At the FTF 2014 in Dallas people from Freescale confirmed that this resolution/refresh rate should be supported by the Vybrid DCU, but I found this document that states that 800x600 is the maximum resolution supported.
http://cache.freescale.com/files/microcontrollers/doc/app_note/AN4651.pdf
On the other side all the calculations on this document are done considering merging 6 layer per pixel (maximum supported number of overlapping layers).
I don't need that.
One layer can be enough, two would be perfect.
Taking numbers from that document the bandwidth between DCU and DDR is 1GB/s (less than 1.6GB/s DDR bandwidth). Using one layer will require 1024x768x4(32bpp)x60(refresh rate)~=189MB/s, less than 20% of the available bandwidth.
For six layers this would exceed memory bandwidth (~1.2GB), but the only method suggested by the application note to avoid this is to reduce pixel clock.

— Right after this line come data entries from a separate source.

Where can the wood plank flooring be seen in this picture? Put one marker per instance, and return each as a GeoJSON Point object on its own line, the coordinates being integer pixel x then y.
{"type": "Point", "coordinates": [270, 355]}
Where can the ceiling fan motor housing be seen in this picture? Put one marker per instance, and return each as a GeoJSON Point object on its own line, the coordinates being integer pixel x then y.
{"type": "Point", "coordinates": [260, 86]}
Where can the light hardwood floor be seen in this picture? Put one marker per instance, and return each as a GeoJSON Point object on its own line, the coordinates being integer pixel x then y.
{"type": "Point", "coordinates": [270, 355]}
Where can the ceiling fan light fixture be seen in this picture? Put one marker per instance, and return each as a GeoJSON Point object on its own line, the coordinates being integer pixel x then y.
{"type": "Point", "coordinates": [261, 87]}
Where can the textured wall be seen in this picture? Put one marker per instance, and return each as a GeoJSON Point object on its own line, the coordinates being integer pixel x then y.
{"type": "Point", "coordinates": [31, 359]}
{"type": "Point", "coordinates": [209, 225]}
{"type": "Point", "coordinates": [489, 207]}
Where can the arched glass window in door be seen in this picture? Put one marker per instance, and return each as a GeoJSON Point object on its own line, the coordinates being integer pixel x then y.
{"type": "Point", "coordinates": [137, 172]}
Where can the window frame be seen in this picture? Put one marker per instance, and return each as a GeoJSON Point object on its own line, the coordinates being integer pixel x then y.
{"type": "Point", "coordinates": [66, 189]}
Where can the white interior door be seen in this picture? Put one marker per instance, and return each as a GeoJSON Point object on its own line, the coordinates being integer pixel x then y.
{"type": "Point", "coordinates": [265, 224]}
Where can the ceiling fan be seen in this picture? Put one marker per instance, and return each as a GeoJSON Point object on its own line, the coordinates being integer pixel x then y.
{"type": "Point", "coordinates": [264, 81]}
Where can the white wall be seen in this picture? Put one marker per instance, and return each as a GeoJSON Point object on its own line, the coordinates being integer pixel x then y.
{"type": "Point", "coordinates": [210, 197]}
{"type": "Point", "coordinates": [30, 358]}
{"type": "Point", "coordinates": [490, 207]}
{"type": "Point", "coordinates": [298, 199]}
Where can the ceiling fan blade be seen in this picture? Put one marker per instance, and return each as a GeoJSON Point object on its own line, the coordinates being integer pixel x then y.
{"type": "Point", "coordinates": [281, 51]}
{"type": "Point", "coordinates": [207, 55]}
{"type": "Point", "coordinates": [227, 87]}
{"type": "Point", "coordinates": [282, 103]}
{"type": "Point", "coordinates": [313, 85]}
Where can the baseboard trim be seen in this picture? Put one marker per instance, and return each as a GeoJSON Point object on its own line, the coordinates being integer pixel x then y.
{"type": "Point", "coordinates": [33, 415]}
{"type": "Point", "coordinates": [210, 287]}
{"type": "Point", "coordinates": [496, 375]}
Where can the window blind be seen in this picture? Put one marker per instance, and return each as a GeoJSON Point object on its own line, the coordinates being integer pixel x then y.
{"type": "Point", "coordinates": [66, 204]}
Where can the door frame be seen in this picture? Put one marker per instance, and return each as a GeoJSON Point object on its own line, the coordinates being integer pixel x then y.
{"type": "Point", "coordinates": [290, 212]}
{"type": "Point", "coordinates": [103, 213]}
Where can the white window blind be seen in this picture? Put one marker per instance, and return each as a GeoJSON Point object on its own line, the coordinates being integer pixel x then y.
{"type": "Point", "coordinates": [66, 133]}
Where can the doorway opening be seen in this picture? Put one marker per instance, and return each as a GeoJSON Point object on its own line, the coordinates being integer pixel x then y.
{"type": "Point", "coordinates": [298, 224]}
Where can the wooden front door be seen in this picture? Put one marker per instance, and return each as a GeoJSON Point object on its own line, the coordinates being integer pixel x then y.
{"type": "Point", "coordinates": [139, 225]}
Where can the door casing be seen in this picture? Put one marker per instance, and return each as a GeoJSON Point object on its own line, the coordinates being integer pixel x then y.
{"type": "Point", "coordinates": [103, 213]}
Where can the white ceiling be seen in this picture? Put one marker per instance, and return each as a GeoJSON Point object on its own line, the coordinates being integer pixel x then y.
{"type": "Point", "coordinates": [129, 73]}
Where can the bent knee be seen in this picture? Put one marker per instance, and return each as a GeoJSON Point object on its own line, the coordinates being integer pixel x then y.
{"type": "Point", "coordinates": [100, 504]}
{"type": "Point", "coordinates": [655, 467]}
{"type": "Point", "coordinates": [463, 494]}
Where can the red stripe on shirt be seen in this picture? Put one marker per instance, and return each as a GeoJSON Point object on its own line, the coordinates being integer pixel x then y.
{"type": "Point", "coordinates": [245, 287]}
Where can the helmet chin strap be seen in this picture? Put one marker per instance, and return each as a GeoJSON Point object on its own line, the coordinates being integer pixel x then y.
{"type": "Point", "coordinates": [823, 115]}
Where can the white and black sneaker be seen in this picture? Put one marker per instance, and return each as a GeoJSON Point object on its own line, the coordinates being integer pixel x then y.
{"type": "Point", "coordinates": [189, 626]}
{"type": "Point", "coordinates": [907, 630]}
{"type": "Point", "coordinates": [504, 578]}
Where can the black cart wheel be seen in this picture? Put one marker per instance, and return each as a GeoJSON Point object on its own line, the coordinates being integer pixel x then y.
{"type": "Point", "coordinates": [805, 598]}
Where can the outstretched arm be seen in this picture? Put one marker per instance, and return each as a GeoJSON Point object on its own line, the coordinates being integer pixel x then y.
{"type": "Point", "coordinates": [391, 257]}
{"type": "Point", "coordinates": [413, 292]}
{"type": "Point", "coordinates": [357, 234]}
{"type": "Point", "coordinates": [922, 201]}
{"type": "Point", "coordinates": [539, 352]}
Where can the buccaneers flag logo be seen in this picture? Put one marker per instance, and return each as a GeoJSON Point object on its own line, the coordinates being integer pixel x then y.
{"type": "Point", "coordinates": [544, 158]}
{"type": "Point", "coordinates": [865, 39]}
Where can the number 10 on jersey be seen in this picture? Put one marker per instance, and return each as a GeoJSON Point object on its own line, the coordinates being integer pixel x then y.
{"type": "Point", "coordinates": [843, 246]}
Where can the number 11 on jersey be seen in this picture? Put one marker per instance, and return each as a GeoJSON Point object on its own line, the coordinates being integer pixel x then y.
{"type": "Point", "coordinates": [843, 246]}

Why reducing the number of enabled layers does not change the figures about required bandwidth?
What happens if I enable just one or two layers?
I tried to set BLEND_ITER in the DCU_MODE register to 6 (max layers), 4 (suggested if you enable also DDR_MODE that is what I do), 2 (minimum value), but nothing changes.
I reset all the layer configuration registers to 0, clearing the enable bit (EN=31) in CTRLDESCLX_3 register for each layer but the one I'm currently using (layer 0).
The DCU still loads data from 6 layers!?
Where does it takes the address, since all registers are set to 0?
It loads 6 copies of the same data from DDR (the only enabled layer that has a meaninful memory address configured in CTRLDESCRX_3?